While I am aware of the risk associated with charging Li-ion below 0 °C and that the charge acceptance for a NiMH battery decreases with rising temperature, I am finding conflicting information when it comes to charging NiMH batteries below 0 °C.

Battery University in Table 1 claims that 0°C to 45°C is the charging temp range.

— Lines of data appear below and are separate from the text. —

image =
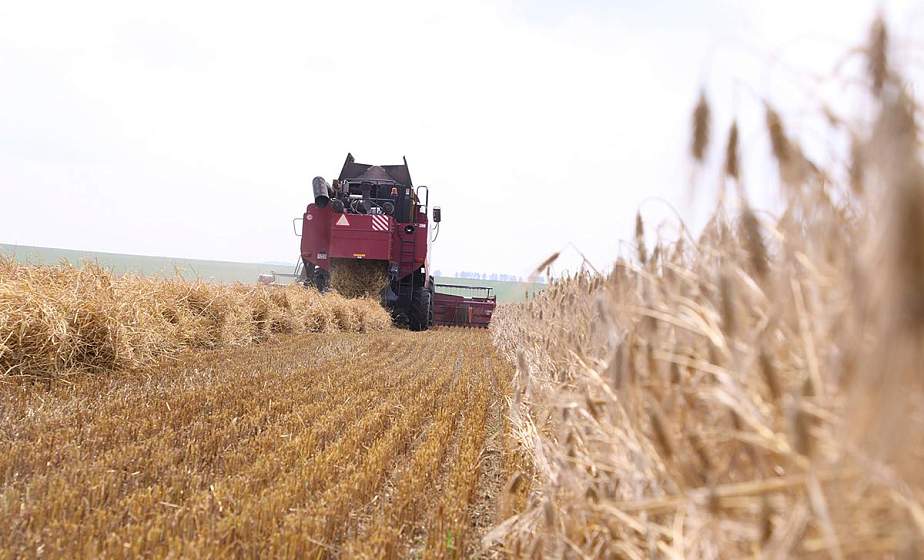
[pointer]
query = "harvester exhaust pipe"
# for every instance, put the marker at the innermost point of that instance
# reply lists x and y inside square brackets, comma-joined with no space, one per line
[321,191]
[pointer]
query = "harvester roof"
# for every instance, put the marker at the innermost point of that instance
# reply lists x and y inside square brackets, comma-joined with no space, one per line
[397,173]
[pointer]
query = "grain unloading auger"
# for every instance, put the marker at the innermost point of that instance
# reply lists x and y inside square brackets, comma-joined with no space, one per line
[373,214]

Energizer in Figure 13 claims that the battery will charge at -10°C

Is it possible to charge any NiMH battery below freezing? Is it dependent on the actual battery itself? If it is not able to be charged, why not?



  • 3
    \$\begingroup\$ Charges well at 0 to to 45. Below freezing it's less efficient, but the charging leads to temperature increase internally. What's the actual use case here? \$\endgroup\$
    – Passerby
    Commented Nov 9, 2017 at 18:59

3 Answers 3


It's not a hard line. The battery doesn't just quit at -0.00001 degrees. It depends on the battery internal temperature and the status of the liquid electrolyte inside the battery. If it is frozen, no chemical reaction can take place. As Energized states, it will charge at 14 degrees F, 10 C, but it has half the normal capacity it would.

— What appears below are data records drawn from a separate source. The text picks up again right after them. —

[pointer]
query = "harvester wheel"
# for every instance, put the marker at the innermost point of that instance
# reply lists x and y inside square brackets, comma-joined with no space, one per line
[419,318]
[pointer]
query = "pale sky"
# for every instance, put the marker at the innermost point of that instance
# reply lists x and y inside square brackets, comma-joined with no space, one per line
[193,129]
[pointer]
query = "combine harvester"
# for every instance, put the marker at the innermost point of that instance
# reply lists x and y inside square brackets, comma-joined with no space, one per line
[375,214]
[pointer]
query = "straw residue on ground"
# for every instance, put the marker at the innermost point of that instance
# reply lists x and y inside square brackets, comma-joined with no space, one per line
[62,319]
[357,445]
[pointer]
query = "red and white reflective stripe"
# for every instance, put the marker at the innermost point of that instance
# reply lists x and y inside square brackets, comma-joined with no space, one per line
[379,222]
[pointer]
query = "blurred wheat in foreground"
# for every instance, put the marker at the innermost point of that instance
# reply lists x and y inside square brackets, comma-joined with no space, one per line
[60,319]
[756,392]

See http://www.robotroom.com/Weather-Station-Data-2.html for a empirical look at temperature vs charging results.

  • \$\begingroup\$ "As Energized states, it will charge at 14 degrees F, [-]10 C, but it has half the normal capacity it would." - This is for discharging, not charging. Can some NiMH be made to charge at these sub-zero temperatures? - Without the use of heating elements \$\endgroup\$
    – SNM
    Commented Nov 9, 2017 at 20:02
  • \$\begingroup\$ @snm capacity while discharging at -10 c is lowered. Their charge chart on figure 13 shows it charging at -10 c though. It can charge under freezing, the specifics being how frozen the cell is and how the charging itself can lead to heating, etc. \$\endgroup\$
    – Passerby
    Commented Nov 9, 2017 at 22:57

This is wild speculation, but I suggest that the maximum charge current, and the trickle charge current that the cell can safely handle while fully charged, be reduced at lower temperatures. Possibly proportionally to the low temperature reduced discharge capacity and increased discharge impedance.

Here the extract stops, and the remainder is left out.